Oman CB eases capital, lending curbs
Bid to spur economic growth
DUBAI, April 3, (RTRS): Oman’s central bank announced on Tuesday its biggest package of regulatory reforms for commercial banks in years, relaxing capital and credit exposure rules in an effort to boost economic growth.
In the stock market, which hit a nine-year low this week, shares of the largest banks rose in response, with National Bank of Oman adding 3.8 percent.
Oman’s economy and markets have been pressured by low oil prices and rising US interest rates, so authorities are keen to keep banks liquid and to encourage them to lend.

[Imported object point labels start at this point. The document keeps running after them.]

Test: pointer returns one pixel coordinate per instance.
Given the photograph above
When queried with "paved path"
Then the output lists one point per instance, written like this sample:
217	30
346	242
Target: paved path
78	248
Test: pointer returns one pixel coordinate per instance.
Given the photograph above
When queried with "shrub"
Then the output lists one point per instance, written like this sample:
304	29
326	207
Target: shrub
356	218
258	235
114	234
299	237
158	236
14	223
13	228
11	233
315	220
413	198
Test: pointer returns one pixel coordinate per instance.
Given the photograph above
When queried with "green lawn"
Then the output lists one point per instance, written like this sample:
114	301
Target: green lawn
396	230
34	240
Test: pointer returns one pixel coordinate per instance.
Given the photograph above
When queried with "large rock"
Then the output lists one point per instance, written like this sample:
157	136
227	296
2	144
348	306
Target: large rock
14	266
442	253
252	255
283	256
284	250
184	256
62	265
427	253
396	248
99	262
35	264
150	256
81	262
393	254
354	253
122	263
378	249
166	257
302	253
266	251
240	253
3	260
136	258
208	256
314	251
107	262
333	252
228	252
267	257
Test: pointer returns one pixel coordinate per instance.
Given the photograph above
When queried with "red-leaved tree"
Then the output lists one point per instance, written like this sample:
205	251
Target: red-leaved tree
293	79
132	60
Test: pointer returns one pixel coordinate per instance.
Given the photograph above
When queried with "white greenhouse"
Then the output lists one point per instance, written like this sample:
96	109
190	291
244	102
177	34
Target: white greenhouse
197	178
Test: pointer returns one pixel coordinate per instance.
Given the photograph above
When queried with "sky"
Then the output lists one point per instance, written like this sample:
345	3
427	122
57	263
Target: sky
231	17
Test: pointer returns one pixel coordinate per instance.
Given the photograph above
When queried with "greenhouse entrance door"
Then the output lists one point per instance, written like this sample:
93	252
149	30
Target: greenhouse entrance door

Oman was the only one of the Gulf’s six wealthy oil exporters where banks’ operating profits shrank last year, Boston Consulting Group found; annual growth in conventional banks’ lending fell to 3 percent late last year, the slowest in 12 years.
The package seeks to change this by giving banks more flexibility to lend to companies and each other and to borrow from abroad, and by stimulating activity in an undeveloped interbank money market.
The minimum capital adequacy ratio, the proportion of capital that banks must hold back from lending, was reduced to 11 percent from 12 percent. That should increase additional credit available to 7.8 billion rials ($20.3 billion) from 5.2 billion rials, the central bank said.
This may do little to boost lending immediately; Oman’s Ubhar Capital noted actual adequacy ratios of all eight listed commercial banks were already several percentage points above the floor.
But it said that including other regulatory demands on banks’ capital, the move would ease future pressure on banks at the lower end of the spectrum to raise additional capital.
Other steps aimed to encourage banks to exchange their excess funds with each other, and therefore use available liquidity in the economy more efficiently, rather than sitting on the money.